Tommy Sugrue

Personal information
- Home town: Tralee
- Years active: 1977–?
- Employer: GAA

Sport
- Sport: Gaelic football
- Position: Referee

= Tommy Sugrue =

Gaelic football referee

Tommy Sugrue is a Gaelic football referee from County Kerry. He is from, and lives in, Tralee. Sugrue refereed four finals of the All-Ireland SFC during the 1980s and 1990s: 1988 (both the drawn game and replay), 1992 and 1994.

==Career==
He began refereeing in 1977, got given the 1983 Kerry County Final. Then off it all went for him. He got Cork v Dublin in the 1983 National League semi-final then he gotput onto to the inter-county referees' panel. He did more than 13 years of inter-county. He refereed National Football League semi-finals and finals (he refereed the 1990 National Football League final wearing socks), he refereed four All Ireland SFC semi-finals, an All-Ireland Under-21 Football Championship and Club Final, he refereed in the Munster and Ulster Senior Football Championships. He refereed the four All-Ireland SFC finals: 1988's Cork v Meath (drawn game and replay); 1992's Donegal v Dublin; 1994's Down v Dublin.
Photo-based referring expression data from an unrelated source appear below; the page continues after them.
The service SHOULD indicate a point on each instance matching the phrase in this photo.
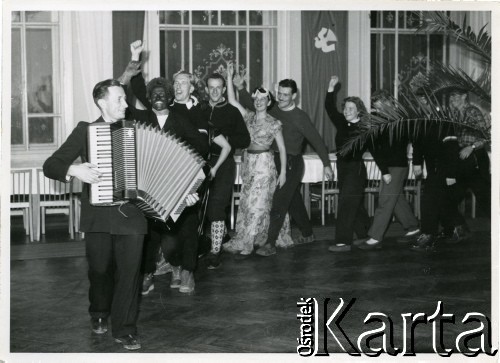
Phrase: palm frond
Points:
(442, 77)
(408, 117)
(437, 21)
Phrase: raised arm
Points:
(281, 147)
(137, 82)
(226, 149)
(231, 97)
(331, 102)
(134, 66)
(244, 97)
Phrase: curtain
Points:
(92, 59)
(324, 53)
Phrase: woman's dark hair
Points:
(160, 82)
(359, 105)
(288, 83)
(270, 96)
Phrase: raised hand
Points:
(230, 70)
(387, 178)
(136, 49)
(281, 180)
(417, 171)
(239, 79)
(328, 172)
(333, 82)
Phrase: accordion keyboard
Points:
(100, 154)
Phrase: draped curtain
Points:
(324, 53)
(92, 59)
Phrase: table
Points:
(313, 172)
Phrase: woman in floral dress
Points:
(258, 173)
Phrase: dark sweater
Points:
(440, 156)
(297, 127)
(389, 153)
(226, 119)
(345, 130)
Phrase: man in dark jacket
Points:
(113, 234)
(226, 120)
(436, 145)
(180, 243)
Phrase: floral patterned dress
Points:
(259, 179)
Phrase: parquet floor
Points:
(250, 306)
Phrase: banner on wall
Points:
(324, 54)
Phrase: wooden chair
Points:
(413, 190)
(473, 204)
(372, 188)
(55, 196)
(328, 194)
(235, 197)
(21, 198)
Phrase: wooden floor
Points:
(249, 306)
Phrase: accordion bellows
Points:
(144, 166)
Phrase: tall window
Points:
(400, 54)
(203, 41)
(35, 106)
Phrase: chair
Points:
(473, 204)
(235, 196)
(372, 185)
(21, 198)
(413, 190)
(328, 193)
(55, 196)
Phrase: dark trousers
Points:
(221, 188)
(288, 199)
(114, 274)
(180, 244)
(439, 205)
(352, 216)
(473, 173)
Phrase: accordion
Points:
(143, 165)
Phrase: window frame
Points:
(396, 31)
(269, 36)
(26, 150)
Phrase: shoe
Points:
(302, 239)
(460, 234)
(425, 243)
(266, 250)
(163, 268)
(175, 283)
(359, 241)
(411, 236)
(339, 247)
(213, 261)
(187, 282)
(147, 284)
(370, 246)
(230, 249)
(129, 342)
(242, 256)
(99, 325)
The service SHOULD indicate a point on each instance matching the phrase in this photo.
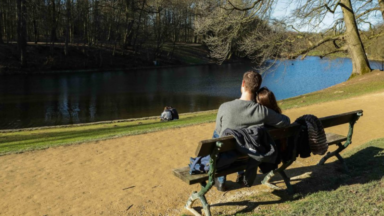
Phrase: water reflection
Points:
(29, 101)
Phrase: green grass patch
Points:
(361, 192)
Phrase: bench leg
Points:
(280, 170)
(337, 154)
(205, 187)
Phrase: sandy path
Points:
(132, 175)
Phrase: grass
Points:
(359, 193)
(25, 140)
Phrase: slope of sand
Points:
(133, 175)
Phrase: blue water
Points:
(42, 100)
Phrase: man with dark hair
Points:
(245, 112)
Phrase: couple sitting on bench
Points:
(255, 107)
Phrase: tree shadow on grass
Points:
(364, 166)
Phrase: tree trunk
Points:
(355, 46)
(67, 33)
(21, 31)
(381, 3)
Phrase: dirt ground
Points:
(133, 175)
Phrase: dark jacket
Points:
(315, 135)
(255, 142)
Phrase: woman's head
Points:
(266, 98)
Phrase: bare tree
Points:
(22, 31)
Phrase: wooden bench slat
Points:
(335, 138)
(334, 120)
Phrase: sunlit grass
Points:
(24, 140)
(361, 192)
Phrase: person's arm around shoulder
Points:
(274, 119)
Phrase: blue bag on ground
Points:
(200, 164)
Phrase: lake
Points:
(57, 99)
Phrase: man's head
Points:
(251, 82)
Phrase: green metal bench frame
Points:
(214, 146)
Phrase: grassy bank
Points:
(24, 140)
(361, 192)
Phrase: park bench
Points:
(214, 146)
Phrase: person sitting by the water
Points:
(245, 113)
(266, 98)
(166, 115)
(169, 114)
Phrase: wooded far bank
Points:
(41, 35)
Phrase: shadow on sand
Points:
(364, 166)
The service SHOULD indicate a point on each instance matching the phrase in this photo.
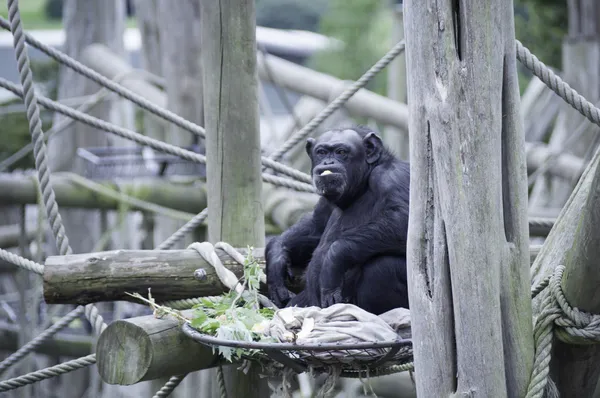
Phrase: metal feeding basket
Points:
(131, 162)
(368, 359)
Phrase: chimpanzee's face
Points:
(340, 161)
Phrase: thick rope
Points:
(568, 324)
(108, 83)
(144, 103)
(40, 155)
(21, 262)
(556, 84)
(169, 386)
(35, 127)
(46, 335)
(47, 373)
(542, 222)
(157, 144)
(339, 101)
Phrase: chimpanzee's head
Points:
(341, 161)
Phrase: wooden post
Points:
(468, 271)
(233, 142)
(85, 22)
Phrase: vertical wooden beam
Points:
(85, 22)
(467, 245)
(234, 183)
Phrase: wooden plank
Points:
(467, 244)
(146, 348)
(108, 276)
(233, 149)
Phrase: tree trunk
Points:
(85, 22)
(467, 242)
(233, 142)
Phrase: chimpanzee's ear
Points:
(373, 147)
(310, 142)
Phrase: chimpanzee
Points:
(352, 247)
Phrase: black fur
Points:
(352, 247)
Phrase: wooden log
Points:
(17, 189)
(320, 85)
(107, 276)
(467, 241)
(60, 345)
(146, 348)
(233, 142)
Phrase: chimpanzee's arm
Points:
(292, 250)
(385, 234)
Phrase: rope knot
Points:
(574, 326)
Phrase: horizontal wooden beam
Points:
(146, 348)
(108, 276)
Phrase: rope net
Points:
(558, 317)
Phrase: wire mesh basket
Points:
(356, 360)
(130, 162)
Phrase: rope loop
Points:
(557, 318)
(574, 326)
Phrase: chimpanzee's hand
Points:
(280, 296)
(330, 296)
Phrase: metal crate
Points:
(128, 162)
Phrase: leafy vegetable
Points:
(230, 316)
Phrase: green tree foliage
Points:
(364, 27)
(541, 26)
(290, 14)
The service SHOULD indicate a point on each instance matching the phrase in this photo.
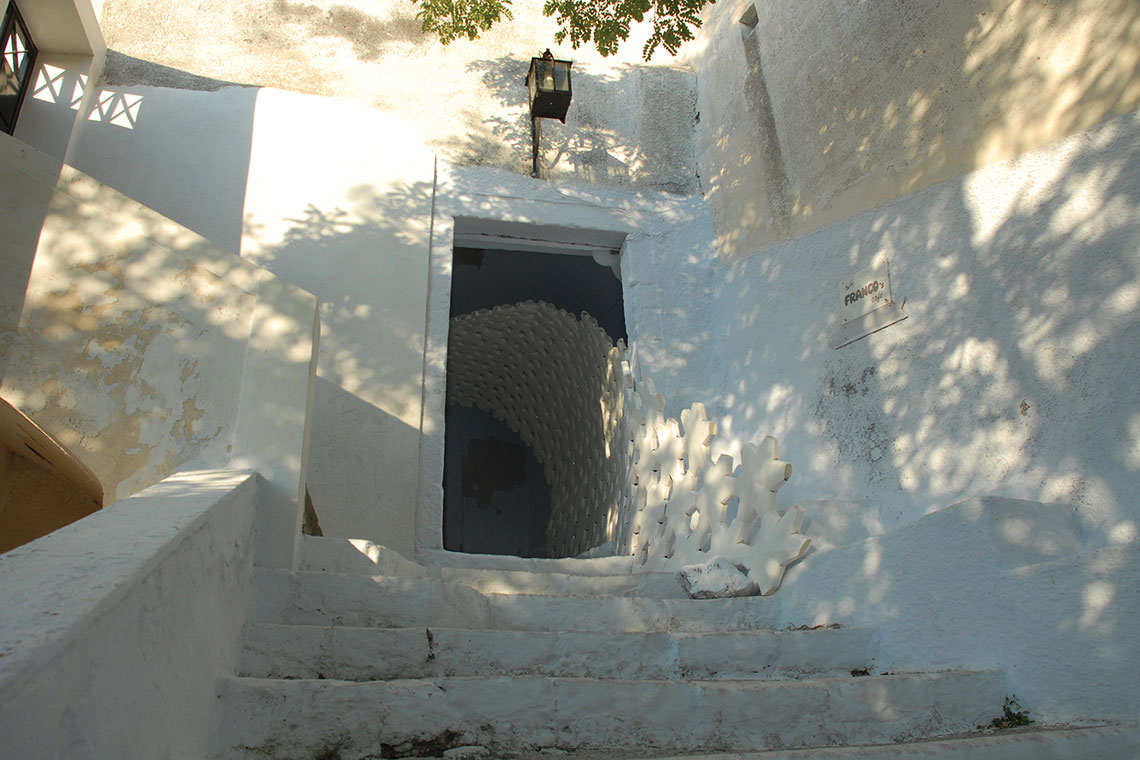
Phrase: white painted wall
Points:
(1015, 373)
(988, 582)
(116, 628)
(344, 217)
(667, 244)
(829, 111)
(628, 125)
(347, 215)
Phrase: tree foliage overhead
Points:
(605, 23)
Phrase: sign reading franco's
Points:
(865, 292)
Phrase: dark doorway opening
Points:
(496, 495)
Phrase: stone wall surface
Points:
(828, 111)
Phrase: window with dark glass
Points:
(16, 62)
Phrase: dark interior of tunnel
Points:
(496, 499)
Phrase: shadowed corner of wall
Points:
(42, 485)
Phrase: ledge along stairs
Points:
(364, 654)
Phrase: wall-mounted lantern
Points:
(548, 81)
(548, 86)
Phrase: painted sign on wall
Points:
(865, 305)
(865, 292)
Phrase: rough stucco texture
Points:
(1016, 370)
(825, 111)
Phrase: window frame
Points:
(14, 23)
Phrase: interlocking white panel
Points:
(619, 470)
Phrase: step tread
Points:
(387, 602)
(291, 719)
(355, 653)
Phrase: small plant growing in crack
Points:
(1012, 716)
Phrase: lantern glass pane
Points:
(561, 76)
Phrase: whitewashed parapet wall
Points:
(556, 382)
(687, 509)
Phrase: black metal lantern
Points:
(548, 81)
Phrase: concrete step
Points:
(301, 719)
(355, 555)
(383, 602)
(361, 654)
(661, 586)
(1047, 743)
(612, 565)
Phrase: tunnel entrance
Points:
(526, 427)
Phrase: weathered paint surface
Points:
(135, 334)
(828, 111)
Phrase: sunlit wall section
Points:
(556, 381)
(812, 112)
(130, 340)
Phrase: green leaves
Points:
(455, 18)
(603, 23)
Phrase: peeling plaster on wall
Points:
(552, 378)
(876, 100)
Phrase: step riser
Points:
(661, 586)
(330, 599)
(360, 654)
(294, 720)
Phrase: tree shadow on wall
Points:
(630, 129)
(1011, 376)
(930, 101)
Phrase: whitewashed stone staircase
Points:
(341, 662)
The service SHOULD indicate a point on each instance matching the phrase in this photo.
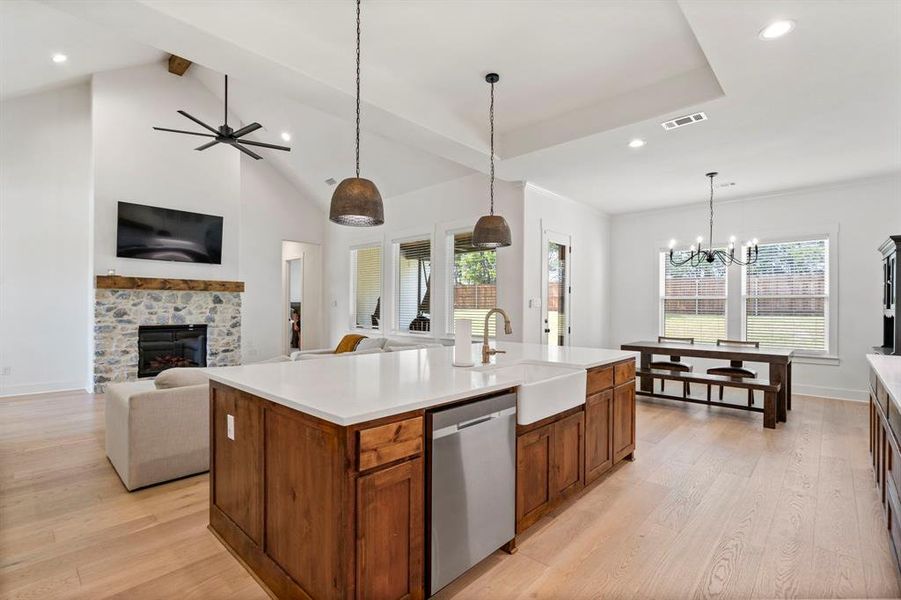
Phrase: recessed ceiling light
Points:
(776, 29)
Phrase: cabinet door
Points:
(598, 442)
(390, 531)
(237, 486)
(623, 420)
(534, 460)
(569, 454)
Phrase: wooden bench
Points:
(770, 390)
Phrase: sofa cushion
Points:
(181, 377)
(370, 344)
(396, 345)
(349, 343)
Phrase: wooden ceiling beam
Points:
(178, 65)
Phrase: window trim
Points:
(395, 270)
(830, 308)
(661, 318)
(352, 316)
(449, 256)
(828, 231)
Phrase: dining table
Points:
(779, 361)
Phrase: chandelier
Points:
(699, 255)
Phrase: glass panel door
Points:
(557, 290)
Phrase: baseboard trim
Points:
(28, 389)
(828, 392)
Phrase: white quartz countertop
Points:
(888, 369)
(346, 390)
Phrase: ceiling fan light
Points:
(356, 202)
(491, 231)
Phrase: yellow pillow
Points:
(349, 343)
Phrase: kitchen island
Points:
(319, 468)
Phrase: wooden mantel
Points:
(118, 282)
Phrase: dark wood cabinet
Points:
(569, 455)
(623, 420)
(534, 464)
(237, 488)
(886, 458)
(598, 441)
(390, 531)
(318, 510)
(558, 456)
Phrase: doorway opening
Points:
(295, 304)
(556, 288)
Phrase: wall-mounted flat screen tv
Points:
(155, 233)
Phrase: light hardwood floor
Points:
(714, 507)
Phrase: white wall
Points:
(864, 213)
(260, 207)
(589, 230)
(135, 163)
(46, 303)
(311, 320)
(431, 211)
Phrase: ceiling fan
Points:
(225, 134)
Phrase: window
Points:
(693, 299)
(787, 295)
(414, 273)
(473, 283)
(366, 290)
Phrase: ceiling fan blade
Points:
(246, 130)
(208, 145)
(262, 145)
(198, 121)
(183, 131)
(253, 155)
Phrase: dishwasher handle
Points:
(458, 427)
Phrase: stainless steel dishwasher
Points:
(473, 485)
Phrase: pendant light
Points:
(356, 201)
(491, 231)
(699, 256)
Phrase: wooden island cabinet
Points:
(314, 509)
(558, 456)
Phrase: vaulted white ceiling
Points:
(578, 81)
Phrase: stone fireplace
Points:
(162, 347)
(144, 325)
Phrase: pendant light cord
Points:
(710, 239)
(358, 91)
(491, 121)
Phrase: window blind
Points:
(414, 270)
(693, 299)
(367, 273)
(473, 283)
(787, 295)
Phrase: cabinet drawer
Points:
(387, 443)
(881, 396)
(894, 419)
(624, 372)
(599, 379)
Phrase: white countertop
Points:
(346, 390)
(888, 369)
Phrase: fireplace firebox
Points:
(162, 347)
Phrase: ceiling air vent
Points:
(684, 120)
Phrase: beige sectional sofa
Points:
(158, 430)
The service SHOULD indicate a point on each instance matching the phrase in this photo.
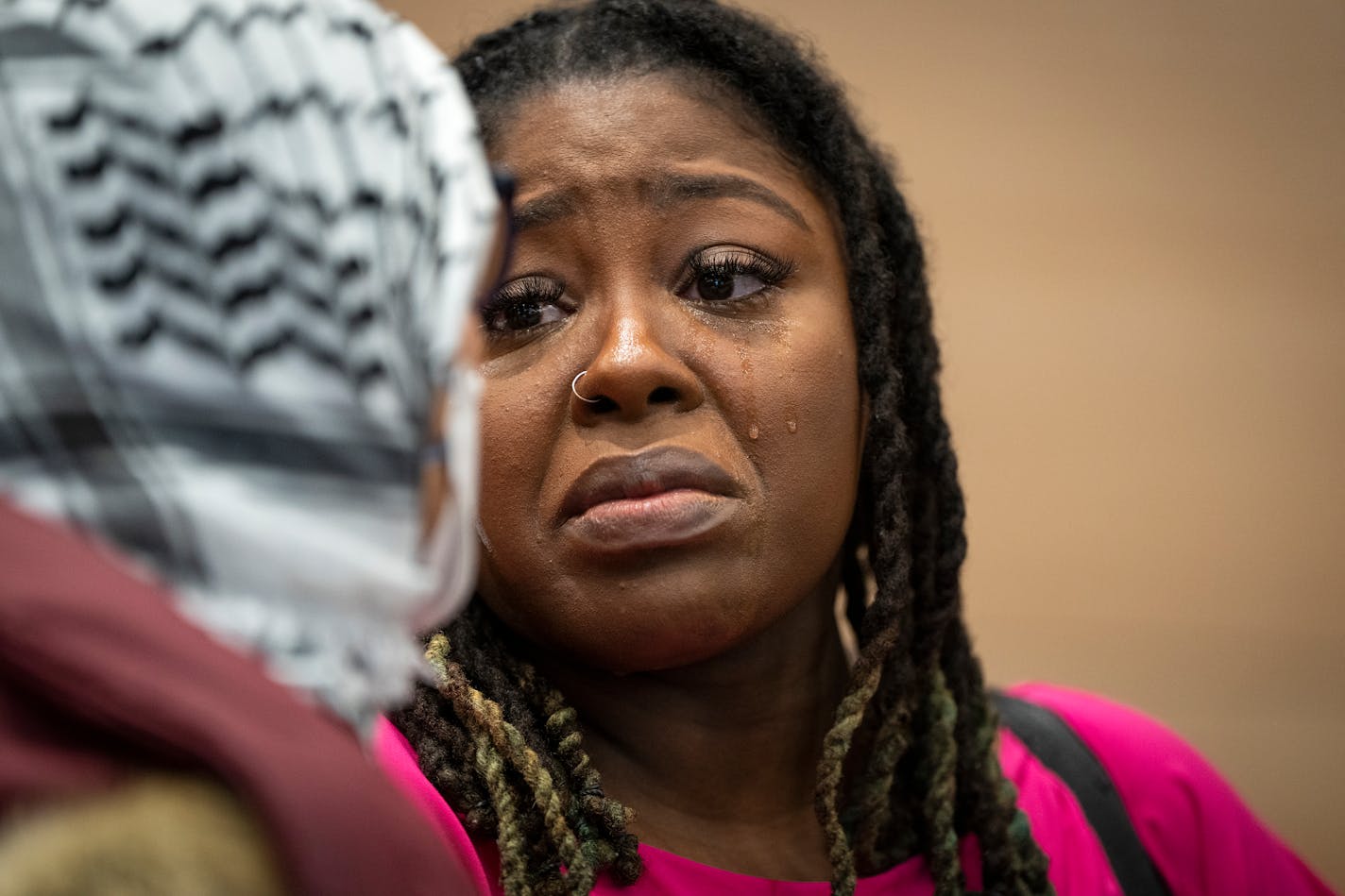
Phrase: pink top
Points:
(1199, 833)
Sugrue refereed four finals of the All-Ireland Senior Football Championship. First came the 1988 All-Ireland Senior Football Championship Final, contested by Meath and Cork, the game when they got a Kerryman to referee a Cork game. This ended in a draw so there was a replay, which Sugrue also refereed and which Meath won by a point. Sugrue then refereed the 1992 All-Ireland Senior Football Championship Final between Donegal and Dublin. He gave a penalty to Dublin a penalty early in the game. The Dubs thought they had the game won easy. Charlie Redmond, faced with Gary Walsh, stepped up to take the kick. Redmond missed. Dublin never recovered and Donegal easily outscored them to claim their first All-Ireland title. Then the 1994 All-Ireland Senior Football Championship Final between Down and (again) Dublin. Dublin couldn't win that one either. Of the four All-Ireland SFC finals that Sugrue refereed it was the 1992 final that he was most pleased with, because Donegal won it.

In 2018, Martin Breheny listed the 1988 replay and 1992 as the tenth and seventh greatest All-Ireland SFC final respectively.

Sugrue spoke to The Irish Times before the 1996 All-Ireland Senior Football Championship Final replay about his own experience from the 1988 replay, which was the last time this had happened. He said: "It's the last thing a referee needs, going through it all again, the sleepless nights, not being able to eat, getting sick. Everyone knows the sacrifices players make for these big occasions. It's the same for referees. I've a local semi-final coming up and I'm training four nights a week. It's the last thing you want, having to psyche yourself to go through the physical torment and the things that get said, even phone calls to your house. It has a terrible effect on your family. I know it's the same for players but they could be on a holiday in the Canaries in a few months. A referee gets nothing. I don't envy Pat McEnaney going through it all again."